Would you be willing to explain how the animation on the joints work in Milkshape?
I cant figure it out....and would like to experiment with them.
I always go ingame to see how they operate on a uvmappedoutfit but it takes so much time..
thank you

BlooM

wes_h:
You can do this only with recent UniMesh body mesh imports (where the joints look like connected lines instead of just circles).

Save your work, of course, as an .ms3d file. Now, on the bottom right corner is a button that says "ANIM" on it. This toggles you in and out of animation mode.

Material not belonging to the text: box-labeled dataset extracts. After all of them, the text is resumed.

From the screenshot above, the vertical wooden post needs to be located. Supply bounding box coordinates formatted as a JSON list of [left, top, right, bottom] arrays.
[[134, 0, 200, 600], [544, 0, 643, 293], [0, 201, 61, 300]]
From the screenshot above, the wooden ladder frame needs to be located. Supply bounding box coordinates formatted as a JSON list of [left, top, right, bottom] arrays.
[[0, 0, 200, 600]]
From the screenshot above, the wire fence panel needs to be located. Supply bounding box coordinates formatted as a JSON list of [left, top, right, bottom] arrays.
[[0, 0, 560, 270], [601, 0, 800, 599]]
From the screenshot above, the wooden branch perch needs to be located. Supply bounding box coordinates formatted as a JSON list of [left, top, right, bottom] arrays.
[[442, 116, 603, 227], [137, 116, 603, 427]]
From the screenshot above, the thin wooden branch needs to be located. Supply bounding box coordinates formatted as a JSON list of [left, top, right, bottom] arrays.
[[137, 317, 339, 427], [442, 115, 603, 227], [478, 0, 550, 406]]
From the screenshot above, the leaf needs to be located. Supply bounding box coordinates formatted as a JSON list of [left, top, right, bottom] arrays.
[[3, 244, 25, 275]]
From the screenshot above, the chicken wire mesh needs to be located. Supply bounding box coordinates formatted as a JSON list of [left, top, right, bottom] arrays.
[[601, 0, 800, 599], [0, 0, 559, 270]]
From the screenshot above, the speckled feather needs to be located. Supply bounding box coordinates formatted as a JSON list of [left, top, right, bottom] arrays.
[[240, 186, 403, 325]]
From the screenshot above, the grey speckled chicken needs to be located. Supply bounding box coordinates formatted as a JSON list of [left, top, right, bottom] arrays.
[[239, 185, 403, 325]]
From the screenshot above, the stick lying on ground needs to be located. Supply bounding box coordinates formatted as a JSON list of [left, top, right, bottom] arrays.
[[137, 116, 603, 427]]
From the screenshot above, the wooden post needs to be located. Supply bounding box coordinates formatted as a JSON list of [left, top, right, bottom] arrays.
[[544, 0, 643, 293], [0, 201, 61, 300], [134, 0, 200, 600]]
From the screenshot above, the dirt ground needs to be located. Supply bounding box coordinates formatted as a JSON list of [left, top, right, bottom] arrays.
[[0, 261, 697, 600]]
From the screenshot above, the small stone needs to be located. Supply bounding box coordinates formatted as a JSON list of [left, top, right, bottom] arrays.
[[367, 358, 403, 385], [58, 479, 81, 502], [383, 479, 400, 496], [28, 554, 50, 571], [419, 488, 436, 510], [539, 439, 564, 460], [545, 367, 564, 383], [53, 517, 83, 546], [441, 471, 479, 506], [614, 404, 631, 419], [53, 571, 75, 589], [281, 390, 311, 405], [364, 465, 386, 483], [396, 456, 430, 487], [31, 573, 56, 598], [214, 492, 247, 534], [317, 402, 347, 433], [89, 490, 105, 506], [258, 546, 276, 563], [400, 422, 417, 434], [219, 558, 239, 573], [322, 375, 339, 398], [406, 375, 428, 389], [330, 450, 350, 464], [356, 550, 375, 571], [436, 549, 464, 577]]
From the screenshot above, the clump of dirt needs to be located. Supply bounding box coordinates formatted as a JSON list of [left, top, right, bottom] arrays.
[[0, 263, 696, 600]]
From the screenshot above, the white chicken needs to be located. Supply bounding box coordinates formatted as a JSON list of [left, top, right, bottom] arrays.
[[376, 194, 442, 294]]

So, press the button in. Now, go to the joints tab and select "show skeleton". Now double-click on the joint labelled r_thigh. You should see the bones for the entire right leg change color. In animation mode, when you select a joint, you select all the "child" joints, too.

Now, click on the "Model" tab and pick "Rotate". Select "origin" and "local" in the place below the buttons.

Make one of your views the right projection (via a mouse right click). Click down in that window (left mouse click) and drag the mouse to the left a little. The entire right leg should bend at the top of the thigh and move out like a straight leg kick.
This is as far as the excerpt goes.